Every week Techvibes republishes an article from Business in Vancouver. This article was originally published in issue #1071 – May 4 – 10, 2010.
Virtual reality, augmented reality and alternate reality are variations on a broader theme that’s becoming, well, a reality: the seamless blending of the physical environment with the digital, Internet and entertainment worlds.
Some B.C. companies and researchers are among the first to commercialize or to attempt to commercialize applications and devices that facilitate a new level of intimacy between the real and those other worlds.
They’re modest steps within a largely unexplored technology, but the results from companies like Canpages Inc. and Zeros 2 Heroes Media provide a glimpse into a future in which consumers can’t decipher the physical environment from those created by Hollywood producers.
In March, Burnaby’s Canpages added a layer of augmented reality to its Canada Eye app for the iPhone by using the phone’s GPS, compass and camera.
As users view their surroundings on the iPhone screen, pop-up windows provide information about directions and distance of locations and landmarks near them.
The app is essentially a version of Canpages’ phone directory superimposed onto real-time video.
It has been among the most popular apps in the productivity category in Canada on Apple Inc.’s App Store, and, according to Olivier Vincent, Canpages’ president and CEO, the company is working quickly to deliver the next-generation version.
Canpages isn’t directly monetizing augmented reality, but its app is another way for the company to engage with the consumer and, in turn, generate new ad revenue.
“Everything we can put out in terms of apps or services – that increases our global audience,” said Vincent.
Researchers at the University of British Columbia’s Human Communication Technologies Lab believe that a virtual-reality “Cubee” display cube they’re developing will have applications for research and video games.
Cubee has LED screens on each side and uses perspective and motion parallax – which is a depth cue that results from motions like shaking – to give viewers the perception that they could reach into the cube to retrieve real objects.

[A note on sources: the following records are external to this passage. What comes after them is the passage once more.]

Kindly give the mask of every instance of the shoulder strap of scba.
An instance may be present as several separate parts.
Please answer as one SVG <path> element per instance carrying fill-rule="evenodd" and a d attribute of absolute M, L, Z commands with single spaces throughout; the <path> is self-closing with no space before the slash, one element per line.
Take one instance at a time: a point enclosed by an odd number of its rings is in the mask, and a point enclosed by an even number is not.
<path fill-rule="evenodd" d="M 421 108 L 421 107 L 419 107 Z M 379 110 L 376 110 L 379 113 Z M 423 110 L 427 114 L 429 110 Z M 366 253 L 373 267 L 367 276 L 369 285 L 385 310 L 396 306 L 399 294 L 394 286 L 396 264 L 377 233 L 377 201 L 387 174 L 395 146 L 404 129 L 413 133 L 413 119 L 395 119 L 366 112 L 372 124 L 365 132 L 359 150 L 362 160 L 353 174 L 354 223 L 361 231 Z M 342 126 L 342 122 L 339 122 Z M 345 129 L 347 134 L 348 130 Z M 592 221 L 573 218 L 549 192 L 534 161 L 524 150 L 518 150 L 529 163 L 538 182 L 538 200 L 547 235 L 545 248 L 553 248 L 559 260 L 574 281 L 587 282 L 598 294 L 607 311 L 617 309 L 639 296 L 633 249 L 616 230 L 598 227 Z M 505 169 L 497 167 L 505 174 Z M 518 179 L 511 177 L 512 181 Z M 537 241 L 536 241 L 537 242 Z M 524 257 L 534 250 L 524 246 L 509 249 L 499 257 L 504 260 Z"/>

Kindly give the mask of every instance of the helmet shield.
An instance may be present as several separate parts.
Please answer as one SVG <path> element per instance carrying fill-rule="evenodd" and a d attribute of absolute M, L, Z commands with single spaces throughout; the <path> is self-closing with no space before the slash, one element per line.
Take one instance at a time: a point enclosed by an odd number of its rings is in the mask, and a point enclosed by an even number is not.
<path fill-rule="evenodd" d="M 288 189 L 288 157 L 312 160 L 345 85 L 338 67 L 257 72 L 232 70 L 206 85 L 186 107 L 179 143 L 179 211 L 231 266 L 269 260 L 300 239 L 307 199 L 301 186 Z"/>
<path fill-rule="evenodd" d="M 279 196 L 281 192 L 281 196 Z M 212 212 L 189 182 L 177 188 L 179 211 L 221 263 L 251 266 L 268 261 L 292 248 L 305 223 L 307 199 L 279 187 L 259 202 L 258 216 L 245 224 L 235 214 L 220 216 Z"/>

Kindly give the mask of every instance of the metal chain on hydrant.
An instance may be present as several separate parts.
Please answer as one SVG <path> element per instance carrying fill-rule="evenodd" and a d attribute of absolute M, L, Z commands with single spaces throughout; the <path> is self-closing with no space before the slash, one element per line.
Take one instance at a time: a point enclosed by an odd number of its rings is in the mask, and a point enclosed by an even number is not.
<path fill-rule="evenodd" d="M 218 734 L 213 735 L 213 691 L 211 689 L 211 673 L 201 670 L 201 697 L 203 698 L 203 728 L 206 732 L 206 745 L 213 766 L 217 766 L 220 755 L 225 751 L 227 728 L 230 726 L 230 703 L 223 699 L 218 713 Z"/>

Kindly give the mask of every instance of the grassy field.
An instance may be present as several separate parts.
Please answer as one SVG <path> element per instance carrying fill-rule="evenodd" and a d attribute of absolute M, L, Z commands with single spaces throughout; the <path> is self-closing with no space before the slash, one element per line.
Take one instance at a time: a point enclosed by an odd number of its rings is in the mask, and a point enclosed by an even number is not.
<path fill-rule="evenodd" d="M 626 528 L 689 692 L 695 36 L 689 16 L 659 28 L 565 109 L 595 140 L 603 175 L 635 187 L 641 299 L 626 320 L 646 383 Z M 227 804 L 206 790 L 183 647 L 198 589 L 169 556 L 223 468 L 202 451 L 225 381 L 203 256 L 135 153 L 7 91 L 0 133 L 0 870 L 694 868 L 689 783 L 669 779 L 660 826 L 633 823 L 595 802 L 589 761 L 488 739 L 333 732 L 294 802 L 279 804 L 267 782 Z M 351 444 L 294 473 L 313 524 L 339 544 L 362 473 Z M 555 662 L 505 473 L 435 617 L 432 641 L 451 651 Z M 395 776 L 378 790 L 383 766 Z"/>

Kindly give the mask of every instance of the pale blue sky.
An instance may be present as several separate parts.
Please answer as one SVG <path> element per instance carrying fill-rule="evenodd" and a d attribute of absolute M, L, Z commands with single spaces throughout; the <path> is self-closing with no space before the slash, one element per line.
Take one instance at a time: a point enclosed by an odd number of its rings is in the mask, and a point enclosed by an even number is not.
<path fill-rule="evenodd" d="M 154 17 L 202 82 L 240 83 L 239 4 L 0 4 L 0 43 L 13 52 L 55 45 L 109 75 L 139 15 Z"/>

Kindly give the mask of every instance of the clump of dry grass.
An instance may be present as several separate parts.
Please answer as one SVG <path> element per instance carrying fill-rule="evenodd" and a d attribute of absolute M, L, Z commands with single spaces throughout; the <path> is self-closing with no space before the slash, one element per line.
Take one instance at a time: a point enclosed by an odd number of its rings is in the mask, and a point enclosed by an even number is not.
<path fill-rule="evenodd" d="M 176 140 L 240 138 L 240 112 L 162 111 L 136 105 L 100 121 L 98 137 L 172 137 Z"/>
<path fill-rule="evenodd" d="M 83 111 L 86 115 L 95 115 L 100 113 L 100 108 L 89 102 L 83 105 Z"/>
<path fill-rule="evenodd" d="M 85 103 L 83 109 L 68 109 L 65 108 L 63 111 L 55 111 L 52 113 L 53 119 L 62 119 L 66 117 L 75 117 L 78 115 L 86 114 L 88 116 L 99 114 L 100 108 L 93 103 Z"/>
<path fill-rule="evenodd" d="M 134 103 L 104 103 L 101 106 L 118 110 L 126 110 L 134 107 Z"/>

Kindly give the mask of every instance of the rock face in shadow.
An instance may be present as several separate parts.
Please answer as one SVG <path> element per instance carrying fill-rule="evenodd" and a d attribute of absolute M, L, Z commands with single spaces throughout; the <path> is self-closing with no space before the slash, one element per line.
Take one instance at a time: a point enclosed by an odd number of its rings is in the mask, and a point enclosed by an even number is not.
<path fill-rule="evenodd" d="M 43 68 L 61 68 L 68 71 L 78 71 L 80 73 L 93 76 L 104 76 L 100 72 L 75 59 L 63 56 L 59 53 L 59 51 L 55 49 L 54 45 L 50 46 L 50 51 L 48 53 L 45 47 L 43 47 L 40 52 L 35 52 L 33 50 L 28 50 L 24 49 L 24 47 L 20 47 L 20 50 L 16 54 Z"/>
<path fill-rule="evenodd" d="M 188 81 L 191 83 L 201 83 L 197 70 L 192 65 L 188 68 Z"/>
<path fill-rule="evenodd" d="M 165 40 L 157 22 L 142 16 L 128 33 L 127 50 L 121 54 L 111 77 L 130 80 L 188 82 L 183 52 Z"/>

With a little refining, Cubee, which is still a prototype, could be a virtual stand-in for a fish tank.
Vancouver’s Zeros 2 Heroes Media (Z2H) is adding an augmented reality component to an alternate reality game it is creating for the Aboriginal Peoples Television Network (APTN).
Whereas augmented and virtual reality blurs the lines between the digital and physical environments, alternate reality blurs the lines between entertainment and real life.
“[Alternate reality] is [about] creating an online experience where people aren’t sure at first whether it’s truth or fiction,” said Matt Toner, president of Z2H. “Then as they explore it further, they realize it’s this extended game experience, and then they play along.”
The goal of APTN’s game is to create a following for a new motion comic TV series before the series is launched. Toner described the series as a modern take on the traditional story of aboriginal culture and mythology.
In one scenario, consumers would trigger the next clue in the game by completing assigned tasks or finding destinations.
Toner noted that, by using popular and public domain imagery – such as Leonardo Da Vinci’s painting of man – that’s found in public spaces and textbooks around the world, alternate-reality game developers can target a global audience.
“Augmented reality was kind of a little plaything with academics for a while, but it has really picked up recently in the entertainment space,” said Toner, noting that the recent District 9 and Star Trek movies included augmented reality components in their marketing.
UBC grad Stephen Cawood co-wrote Augmented Reality: A Practical Guide in 2008 to introduce the idea to programmers and hobbyists.
He noted that accounting for variables like a viewer’s perspective, multiple-sided objects and location – and ensuring that they all work together – takes a fair bit of programming savvy.
But open-source software such as Goblin XNA is appearing online and giving programmers a starting point on which to build virtual and augmented reality worlds.
He envisions a future in which consumers receive a constant flow of information about their surroundings through a small screen on a pair of eyeglasses.
“People will start to use these applications more and more, and they’ll become mainstream,” said Cawood, who works for a software developer in Halifax.
“They won’t know the underlying technology is augmented reality. They’ll just accept that this is the way it works.”
Or as Toner noted: “There could be a lot of cool applications for it, or it could be used to sell Burger King products.”